CINCINNATI -- At the Friday 1 p.m. ET deadline for clubs and eligible players to exchange salary figures, the Reds avoided arbitration by agreeing to one-year contracts with outfielder Billy Hamilton, reliever Michael Lorenzen and starting pitcher Anthony DeSclafani. According to FanRag Sports, Hamilton will sign a $4.6 million contract, Lorenzen will get $1.31 million and DeSclafani $860,000.
That left Cincinnati with two players eligible for arbitration in third baseman Eugenio Suarez and second baseman Scooter Gennett. Negotiations can continue right up to the scheduled arbitration hearings, which will run from Jan. 29-Feb. 16. But in recent years, the club has instituted a policy of going to arbitration hearings once figures are exchanged.
Suarez filed for $4.2 million, while the Reds countered at $3.75 million. Gennett filed for $5.7 million and the club countered at $5.1 million. Both players would have their cases against the club heard before a three-person panel, which will choose between one side's salary proposal over the other's for a binding one-year contract.
The last time the Reds went to arbitration with a player was 2016, when they lost their case against reliever J.J. Hoover.

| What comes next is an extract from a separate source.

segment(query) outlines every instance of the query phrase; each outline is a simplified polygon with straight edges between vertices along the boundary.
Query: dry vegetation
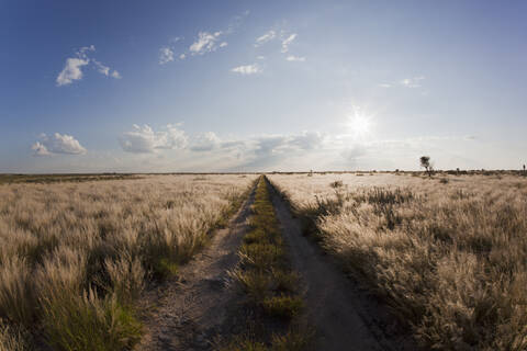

Suarez, who is eligible for arbitration for the first time, batted .260/.367/.461 with 26 home runs and 82 RBIs in 156 games last season. Claimed off of waivers from the Brewers at the end of Spring Training, Gennett emerged with a career year as he hit .295/.342/.531 with 27 homers and 97 RBIs in 141 games. Eligible for the second time, he signed a contract worth $2.525 million with Milwaukee in 2017.
Hamilton batted .247 with a .299 on-base percentage, 85 runs and a career-high 59 steals over 139 games in 2017. Eligible for arbitration a second time, he avoided the hearing last offseason by signing a one-year deal worth $2.625 million.
Lorenzen, who will compete for a rotation spot this spring, has worked exclusively out of the bullpen the past two seasons. He finished 8-4 with a 4.45 ERA in a career- and team-high 70 appearances in 2017 while earning $555,000. He was considered a Super Two player, which allowed him early eligibility for arbitration after two-plus years of service time.
DeSclafani missed the entire season with a sprained ulnar collateral ligament in his right elbow. In a 2016 season shortened by a strained left oblique, the right-hander went 9-5 with a 3.28 ERA with one complete game in 20 starts spanning 123 1/3 innings. He made $585,000 in '17.